Когда все шпильки были сброшены, его руки с такой нежностью прошлись по ее волосам, что у Тейт ослабли колени и ей пришлось ухватиться за ворот его рубашки, чтобы сохранить равновесие.

— Я мечтал это видеть, когда мы будем вдвоем, — продолжал он, снимая лямочки платья с ее плеч и опуская их к локтям. — Но ты, цыганка, при этом должна быть обнаженной. Так, чтобы я смог отнимать свои покрытые мылом руки от твоих волос и намыливать тебя с ног до головы.

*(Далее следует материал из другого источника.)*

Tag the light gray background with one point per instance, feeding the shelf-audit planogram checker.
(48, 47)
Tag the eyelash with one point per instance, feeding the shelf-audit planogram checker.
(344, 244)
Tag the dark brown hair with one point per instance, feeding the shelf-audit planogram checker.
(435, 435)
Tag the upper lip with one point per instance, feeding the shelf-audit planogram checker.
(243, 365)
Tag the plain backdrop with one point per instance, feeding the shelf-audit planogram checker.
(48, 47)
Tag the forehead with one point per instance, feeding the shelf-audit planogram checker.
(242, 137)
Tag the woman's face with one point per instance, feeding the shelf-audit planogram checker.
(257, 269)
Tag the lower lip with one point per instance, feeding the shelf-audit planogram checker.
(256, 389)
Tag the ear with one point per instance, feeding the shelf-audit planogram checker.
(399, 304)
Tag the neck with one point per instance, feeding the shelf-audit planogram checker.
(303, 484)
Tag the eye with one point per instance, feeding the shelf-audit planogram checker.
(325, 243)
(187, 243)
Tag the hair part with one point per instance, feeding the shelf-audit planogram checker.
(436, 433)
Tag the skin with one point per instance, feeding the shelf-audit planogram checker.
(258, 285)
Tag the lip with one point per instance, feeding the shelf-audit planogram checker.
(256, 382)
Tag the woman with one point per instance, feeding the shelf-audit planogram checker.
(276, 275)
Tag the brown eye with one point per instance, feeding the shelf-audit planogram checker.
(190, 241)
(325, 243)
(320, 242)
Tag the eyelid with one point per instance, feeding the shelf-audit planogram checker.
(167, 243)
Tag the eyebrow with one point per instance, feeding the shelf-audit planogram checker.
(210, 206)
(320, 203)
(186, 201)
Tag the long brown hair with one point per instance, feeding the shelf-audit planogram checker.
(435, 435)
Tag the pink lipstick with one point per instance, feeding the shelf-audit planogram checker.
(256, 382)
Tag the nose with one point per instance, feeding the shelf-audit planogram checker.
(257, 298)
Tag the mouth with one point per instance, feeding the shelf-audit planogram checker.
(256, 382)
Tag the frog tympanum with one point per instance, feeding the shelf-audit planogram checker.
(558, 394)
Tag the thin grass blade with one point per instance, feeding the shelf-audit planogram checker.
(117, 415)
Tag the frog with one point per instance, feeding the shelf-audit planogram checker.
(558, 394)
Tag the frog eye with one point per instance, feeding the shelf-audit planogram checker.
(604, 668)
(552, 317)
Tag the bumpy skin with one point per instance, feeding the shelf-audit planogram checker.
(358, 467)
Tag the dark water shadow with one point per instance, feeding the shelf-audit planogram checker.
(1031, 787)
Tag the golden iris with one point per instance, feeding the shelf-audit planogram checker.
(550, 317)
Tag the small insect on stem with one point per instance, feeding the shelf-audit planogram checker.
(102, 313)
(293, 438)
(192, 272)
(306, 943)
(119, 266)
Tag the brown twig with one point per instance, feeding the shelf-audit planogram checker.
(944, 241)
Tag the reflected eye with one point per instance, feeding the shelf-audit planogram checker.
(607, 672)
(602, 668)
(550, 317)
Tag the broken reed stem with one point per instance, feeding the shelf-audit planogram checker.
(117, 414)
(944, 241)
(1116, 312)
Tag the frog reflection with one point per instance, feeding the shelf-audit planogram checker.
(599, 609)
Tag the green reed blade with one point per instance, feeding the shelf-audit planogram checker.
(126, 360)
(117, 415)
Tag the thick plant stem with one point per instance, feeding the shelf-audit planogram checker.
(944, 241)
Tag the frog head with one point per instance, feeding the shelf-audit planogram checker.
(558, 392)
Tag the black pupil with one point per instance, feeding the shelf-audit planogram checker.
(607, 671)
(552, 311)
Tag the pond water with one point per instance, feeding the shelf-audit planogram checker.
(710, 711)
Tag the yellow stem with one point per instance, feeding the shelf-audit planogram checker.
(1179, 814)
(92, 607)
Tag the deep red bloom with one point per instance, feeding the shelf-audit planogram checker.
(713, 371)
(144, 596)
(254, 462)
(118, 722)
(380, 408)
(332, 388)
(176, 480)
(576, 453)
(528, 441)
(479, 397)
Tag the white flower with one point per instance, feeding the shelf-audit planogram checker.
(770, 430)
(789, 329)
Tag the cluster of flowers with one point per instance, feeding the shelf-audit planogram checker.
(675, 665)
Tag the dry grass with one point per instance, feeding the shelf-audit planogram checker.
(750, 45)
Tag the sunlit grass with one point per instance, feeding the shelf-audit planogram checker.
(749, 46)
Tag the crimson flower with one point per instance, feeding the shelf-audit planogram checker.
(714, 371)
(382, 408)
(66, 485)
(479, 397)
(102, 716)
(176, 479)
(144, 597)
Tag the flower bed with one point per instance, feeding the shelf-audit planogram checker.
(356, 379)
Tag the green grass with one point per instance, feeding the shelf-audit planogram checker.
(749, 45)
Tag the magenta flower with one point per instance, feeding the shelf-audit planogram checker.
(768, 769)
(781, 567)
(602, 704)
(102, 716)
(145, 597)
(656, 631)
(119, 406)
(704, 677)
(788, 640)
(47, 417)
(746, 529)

Его пальцы снова прошлись вверх по ее рукам, и желание заставило ее всю задрожать, когда они пересекли ее голые плечи и мягко надавили на шею, чтобы привлечь ее ближе.

— Поцелуй меня! — потребовала она, поднимаясь на цыпочки и упираясь своими ноющими от желания грудями в его твердую грудь.

— Терпение, моя радость, терпение! — Его голос был хриплым, но решительным. И так же решительно он убрал ее руки со своей шеи, продолжив спускать лямки платья вниз, пока ее груди с налитыми сосками не открылись его жаркому взору.

— Прекрасно, — прошептал он, медленно опуская голову.

Предвкушая желанное прикосновение его рта к своему горячему телу, Тейт издала и негромкий ободряющий крик, но вместо того, чтобы припасть к ней губами, он только легким овевающим дыханием коснулся ее.

— Замечательно! — прошептал он над одним поднявшимся соском, прежде чем перейти к другому. — Изумительно хорошо!..

Не в силах больше сдерживаться, Тейт обхватила его голову, чтобы привлечь поближе, но он не позволил ей сделать этого: с горящими каким-то дьявольским огнем синими глазами он так же одним лишь дыханием коснулся и другого соска.

— Терпение, цыганка, терпение! — прошептал он дразнящим тоном. — Оно будет вознаграждено.

Она даже не успела рассердиться на него за это, потому что в следующее мгновение он потянул уже ткань ее платья вниз через бедра, а его большие пальцы зацепились за кружевную ленту ее панталон и одновременно стянули их тоже.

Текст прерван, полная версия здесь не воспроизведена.